Solera was the first to report the sham internship to authorities, and the university, IFAA and the farm underwent federal investigation.
“Everybody is mad with me because I report,” he said. “They say bad things about me. My teachers don’t talk with me anymore. All my academic life and professional life is damaged.”
Solera can’t return to Brazil because he fears he won’t be able to return to the U.S., and he can’t continue his university studies because he doesn’t have the money and wants to learn more English.
He said that many refugees are like him – they don’t have a choice.
But, in the U.S., resettling refugees has become a contentious issue. Some have expressed fears that terrorists would slip in with the refugees. Others have pointed out that the U.S. has a widespread homelessness problem and cannot afford to accept many refugees.

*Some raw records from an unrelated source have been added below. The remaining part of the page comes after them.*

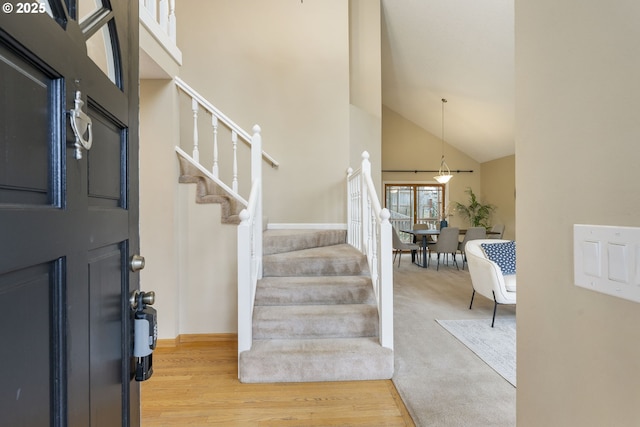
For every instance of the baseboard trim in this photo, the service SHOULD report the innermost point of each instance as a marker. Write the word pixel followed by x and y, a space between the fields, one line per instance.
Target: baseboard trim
pixel 231 337
pixel 307 226
pixel 191 338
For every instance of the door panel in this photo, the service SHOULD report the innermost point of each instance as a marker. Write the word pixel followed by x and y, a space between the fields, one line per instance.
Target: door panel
pixel 68 225
pixel 26 173
pixel 106 185
pixel 105 308
pixel 26 316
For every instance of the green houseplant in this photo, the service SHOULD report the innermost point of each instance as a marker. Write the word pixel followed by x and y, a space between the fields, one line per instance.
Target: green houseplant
pixel 476 213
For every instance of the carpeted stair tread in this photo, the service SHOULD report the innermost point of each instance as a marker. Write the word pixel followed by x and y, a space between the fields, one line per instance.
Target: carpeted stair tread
pixel 335 260
pixel 207 191
pixel 346 359
pixel 315 321
pixel 307 290
pixel 279 241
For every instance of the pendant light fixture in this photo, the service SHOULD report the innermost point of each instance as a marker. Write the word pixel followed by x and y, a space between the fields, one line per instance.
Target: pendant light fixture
pixel 444 174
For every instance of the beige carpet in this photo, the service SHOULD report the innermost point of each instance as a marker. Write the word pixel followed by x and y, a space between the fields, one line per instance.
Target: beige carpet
pixel 441 381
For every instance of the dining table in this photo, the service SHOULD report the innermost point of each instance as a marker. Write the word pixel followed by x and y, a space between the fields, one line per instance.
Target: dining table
pixel 425 233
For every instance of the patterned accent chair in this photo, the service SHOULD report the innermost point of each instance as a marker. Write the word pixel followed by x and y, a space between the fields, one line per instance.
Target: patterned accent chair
pixel 492 266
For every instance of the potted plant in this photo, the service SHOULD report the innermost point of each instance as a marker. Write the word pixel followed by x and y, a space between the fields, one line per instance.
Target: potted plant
pixel 476 213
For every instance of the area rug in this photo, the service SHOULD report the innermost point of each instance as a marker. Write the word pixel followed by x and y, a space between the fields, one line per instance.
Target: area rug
pixel 495 346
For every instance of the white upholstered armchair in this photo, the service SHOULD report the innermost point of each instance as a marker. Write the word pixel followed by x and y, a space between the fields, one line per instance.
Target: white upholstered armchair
pixel 492 270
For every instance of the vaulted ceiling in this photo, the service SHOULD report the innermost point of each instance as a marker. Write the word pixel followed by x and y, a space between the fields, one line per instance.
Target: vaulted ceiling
pixel 461 50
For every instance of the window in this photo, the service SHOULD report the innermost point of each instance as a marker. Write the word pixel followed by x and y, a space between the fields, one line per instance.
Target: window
pixel 411 204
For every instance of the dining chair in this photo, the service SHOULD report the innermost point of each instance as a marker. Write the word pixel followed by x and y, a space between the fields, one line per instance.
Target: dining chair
pixel 399 246
pixel 418 239
pixel 498 228
pixel 473 233
pixel 446 244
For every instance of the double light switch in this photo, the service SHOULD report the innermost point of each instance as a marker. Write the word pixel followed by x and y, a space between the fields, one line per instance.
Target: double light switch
pixel 607 259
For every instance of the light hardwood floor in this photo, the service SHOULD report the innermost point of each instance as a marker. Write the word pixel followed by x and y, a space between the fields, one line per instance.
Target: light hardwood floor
pixel 196 384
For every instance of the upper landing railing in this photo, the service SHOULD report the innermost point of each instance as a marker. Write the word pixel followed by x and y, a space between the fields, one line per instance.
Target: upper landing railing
pixel 159 18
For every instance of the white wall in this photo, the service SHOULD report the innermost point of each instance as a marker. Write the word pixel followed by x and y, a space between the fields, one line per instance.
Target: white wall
pixel 577 149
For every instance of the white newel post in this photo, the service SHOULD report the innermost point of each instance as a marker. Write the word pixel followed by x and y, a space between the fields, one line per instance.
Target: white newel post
pixel 234 141
pixel 245 336
pixel 256 174
pixel 163 15
pixel 196 151
pixel 172 20
pixel 366 206
pixel 214 124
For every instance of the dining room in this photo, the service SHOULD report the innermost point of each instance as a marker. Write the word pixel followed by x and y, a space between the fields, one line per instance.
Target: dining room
pixel 410 161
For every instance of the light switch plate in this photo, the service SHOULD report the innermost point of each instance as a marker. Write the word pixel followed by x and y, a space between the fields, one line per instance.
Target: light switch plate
pixel 606 259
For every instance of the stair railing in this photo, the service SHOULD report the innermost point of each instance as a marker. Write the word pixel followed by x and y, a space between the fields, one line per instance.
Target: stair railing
pixel 250 247
pixel 369 230
pixel 217 118
pixel 250 229
pixel 159 18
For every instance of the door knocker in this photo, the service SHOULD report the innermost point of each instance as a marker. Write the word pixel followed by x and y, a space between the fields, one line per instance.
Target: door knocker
pixel 81 125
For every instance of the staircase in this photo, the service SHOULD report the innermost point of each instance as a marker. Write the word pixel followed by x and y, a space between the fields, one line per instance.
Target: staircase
pixel 315 316
pixel 207 191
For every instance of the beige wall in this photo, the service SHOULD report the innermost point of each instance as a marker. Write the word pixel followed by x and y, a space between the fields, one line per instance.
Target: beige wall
pixel 284 65
pixel 159 216
pixel 406 146
pixel 281 64
pixel 365 85
pixel 499 188
pixel 577 104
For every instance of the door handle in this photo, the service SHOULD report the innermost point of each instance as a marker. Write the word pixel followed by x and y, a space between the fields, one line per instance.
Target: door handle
pixel 81 125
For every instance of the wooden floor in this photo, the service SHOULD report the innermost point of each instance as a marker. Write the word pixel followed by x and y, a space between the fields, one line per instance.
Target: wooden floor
pixel 196 384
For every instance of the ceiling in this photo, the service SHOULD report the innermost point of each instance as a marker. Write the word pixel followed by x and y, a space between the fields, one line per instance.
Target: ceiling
pixel 461 50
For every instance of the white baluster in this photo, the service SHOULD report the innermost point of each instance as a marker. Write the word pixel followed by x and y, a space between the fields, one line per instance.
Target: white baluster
pixel 172 20
pixel 151 7
pixel 163 15
pixel 214 123
pixel 234 140
pixel 196 151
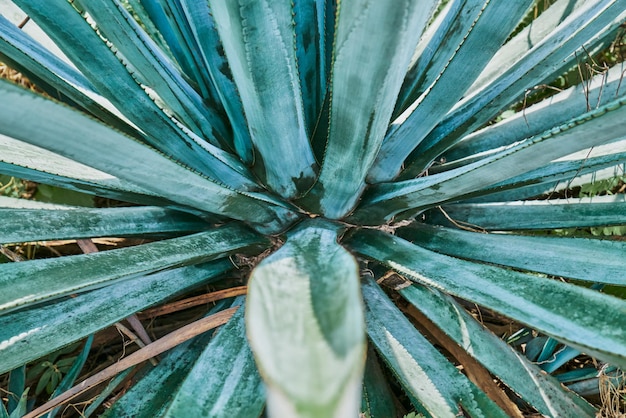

Gov. David Ige raised some hackles in November when he announced that Hawaii would welcome Syrian refugees, before adding that it was highly unlikely that they would come to the islands.
Solera believes learning the stories of refugees will be important in changing the perception people have of them. Refugees cannot be judged by a few bad apples, he said. Some had good jobs in their home countries and can contribute to American society. He added that putting a support system in place for refugees could prevent homelessness. One of his friends applied for the same visa but didn’t understand English well enough to follow instructions. He now lives in his van on the road.
While in Washington, D.C., Solera spoke with Hawaii legislators U.S. Sen. Brian Schatz and U.S. Rep. Tulsi Gabbard about helping refugees and giving the federal government more tools to stop human trafficking. They discussed educating local officials about directing victims like Solera to the right agencies.
Now, Solera has become a bridge for other Brazilians in Hawaii. He started a Facebook page to connect them with housing and jobs. He also works as a tour guide and an environmentalist, and volunteers weekly at Hookipa Beach Park to protect endangered sea turtles.
“I cannot go back (to Brazil) because everybody in my town thinks bad things about me,” he said. “I want to prove it’s not true.”